Patches welcome I suppose.
Back in 2019 I tried to request new API keys for the qtkeychain backend, butI got fed up by Google bureaucracy and gave up. I think we should really drop the qtkeychain backend since it's been broken for years now. The KAccounts backend is the way to go.
Not broken, just not updated. At least, that was the case in July 2021. I've had it working for some time since but it seems something may have changed yet again.

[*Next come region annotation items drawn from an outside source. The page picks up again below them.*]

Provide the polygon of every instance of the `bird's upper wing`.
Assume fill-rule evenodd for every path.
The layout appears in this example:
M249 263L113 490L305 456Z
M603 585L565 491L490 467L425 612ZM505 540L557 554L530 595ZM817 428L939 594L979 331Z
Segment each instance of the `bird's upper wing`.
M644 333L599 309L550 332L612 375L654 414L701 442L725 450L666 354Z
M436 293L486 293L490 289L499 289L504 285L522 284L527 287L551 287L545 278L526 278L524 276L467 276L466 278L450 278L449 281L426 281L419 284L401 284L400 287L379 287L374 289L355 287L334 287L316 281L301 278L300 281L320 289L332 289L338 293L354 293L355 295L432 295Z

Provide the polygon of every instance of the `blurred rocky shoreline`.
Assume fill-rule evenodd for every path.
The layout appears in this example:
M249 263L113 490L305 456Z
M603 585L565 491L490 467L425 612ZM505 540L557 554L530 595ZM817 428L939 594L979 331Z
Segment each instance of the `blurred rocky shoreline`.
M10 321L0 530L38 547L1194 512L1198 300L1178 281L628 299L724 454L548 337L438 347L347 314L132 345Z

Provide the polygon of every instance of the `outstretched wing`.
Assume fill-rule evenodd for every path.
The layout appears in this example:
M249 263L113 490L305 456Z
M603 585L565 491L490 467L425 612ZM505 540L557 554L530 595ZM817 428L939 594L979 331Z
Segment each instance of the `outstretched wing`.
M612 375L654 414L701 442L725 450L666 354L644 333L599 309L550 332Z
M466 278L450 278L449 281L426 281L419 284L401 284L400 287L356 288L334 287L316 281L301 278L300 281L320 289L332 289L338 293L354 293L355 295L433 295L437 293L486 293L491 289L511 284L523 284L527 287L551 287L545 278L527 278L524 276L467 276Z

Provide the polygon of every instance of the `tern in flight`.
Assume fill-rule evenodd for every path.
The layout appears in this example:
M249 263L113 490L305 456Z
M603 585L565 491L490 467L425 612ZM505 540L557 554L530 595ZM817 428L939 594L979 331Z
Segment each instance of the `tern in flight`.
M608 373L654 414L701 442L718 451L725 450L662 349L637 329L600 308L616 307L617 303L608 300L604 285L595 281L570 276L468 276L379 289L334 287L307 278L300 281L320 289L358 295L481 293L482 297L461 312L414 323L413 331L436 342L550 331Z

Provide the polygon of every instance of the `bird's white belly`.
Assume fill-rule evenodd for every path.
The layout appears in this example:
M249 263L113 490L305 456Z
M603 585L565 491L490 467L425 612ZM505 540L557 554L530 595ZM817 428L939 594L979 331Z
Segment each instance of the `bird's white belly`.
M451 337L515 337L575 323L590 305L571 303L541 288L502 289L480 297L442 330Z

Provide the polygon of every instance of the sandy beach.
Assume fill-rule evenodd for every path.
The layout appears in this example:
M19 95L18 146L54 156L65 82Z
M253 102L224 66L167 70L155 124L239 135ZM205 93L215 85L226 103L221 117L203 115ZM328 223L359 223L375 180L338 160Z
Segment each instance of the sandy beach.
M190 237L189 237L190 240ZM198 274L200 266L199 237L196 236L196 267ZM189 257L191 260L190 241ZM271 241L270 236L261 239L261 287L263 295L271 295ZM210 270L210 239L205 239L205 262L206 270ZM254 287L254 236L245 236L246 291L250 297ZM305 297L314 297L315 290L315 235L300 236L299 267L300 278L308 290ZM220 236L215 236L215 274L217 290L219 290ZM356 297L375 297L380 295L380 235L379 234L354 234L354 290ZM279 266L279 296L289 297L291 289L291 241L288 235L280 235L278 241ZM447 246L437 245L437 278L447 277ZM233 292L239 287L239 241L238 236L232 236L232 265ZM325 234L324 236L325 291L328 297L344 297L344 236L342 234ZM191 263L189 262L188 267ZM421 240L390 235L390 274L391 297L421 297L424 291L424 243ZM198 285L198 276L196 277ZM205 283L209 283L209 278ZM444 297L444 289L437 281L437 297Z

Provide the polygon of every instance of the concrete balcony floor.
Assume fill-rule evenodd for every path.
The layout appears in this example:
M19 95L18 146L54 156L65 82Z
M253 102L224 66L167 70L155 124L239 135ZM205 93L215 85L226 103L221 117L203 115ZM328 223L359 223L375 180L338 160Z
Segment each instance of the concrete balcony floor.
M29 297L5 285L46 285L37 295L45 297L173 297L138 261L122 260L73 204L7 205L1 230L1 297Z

Git commit 6d7456fde9762bf76007388d17b7367b20160ac4 by Elvis Angelaccio. Committed on 30/10/2022 at 11:14. Pushed by elvisangelaccio into branch 'master'. Update Google Drive credentials for qtkeychain backend These credentials were created back in Akademy 2019 but were never shipped because Google never verified the "OAuth consent screen" shown to the users. (I never understood if Google didn't like something or if simply no one at Google looked at it). However, these credentials do work if you go in the "advanced" section of the oauth screen and click on the "I trust KDE e.V. as developer" button. So I think is better to ship them anyway, rather than ship the old credentials that have been broken for years. The qtkeychain backend is disabled by default anyway and is only a fallback for those who don't want to use the main KAccounts backend, which is the recommended one. CCMAIL: kde-ev-board@kde.org M +2 -2 src/keychainaccountmanager.cpp https://invent.kde.org/network/kio-gdrive/commit/6d7456fde9762bf76007388d17b7367b20160ac4
(In reply to Elvis Angelaccio from comment #6) > Back in 2019 I tried to request new API keys for the qtkeychain backend, > butI got fed up by Google bureaucracy and gave up. > > I think we should really drop the qtkeychain backend since it's been broken > for years now. The KAccounts backend is the way to go. I pushed these keys to master. They do work as long as you click the "I trust KDE e.V. as developer" button in the google auth screen. Not ideal but I think it's better than shipping the old credentials that have been broken for years.
Thanks Elvis. This seems better indeed. Does the UI guide the user in the direction of clicking that checkbox, so they can figure it out?
Created attachment 153390 [details] screens of google oauth window
(In reply to Nate Graham from comment #10) > Thanks Elvis. This seems better indeed. Does the UI guide the user in the > direction of clicking that checkbox, so they can figure it out? I attached a zip with some screenshots, so that you can have an idea. Basically you need to click "Advanced" and then click to "Go to KDE KIO Worker...". Given that you need to self-compile kio-gdrive and explicitly disable the recommended KAccounts backend in order to get to this screen, I think it's not too bad. I'm not aware of any distributions that disables the KAccounts backend, or we would have received a lot more bug reports :)
All right, that seems fine. Thanks again!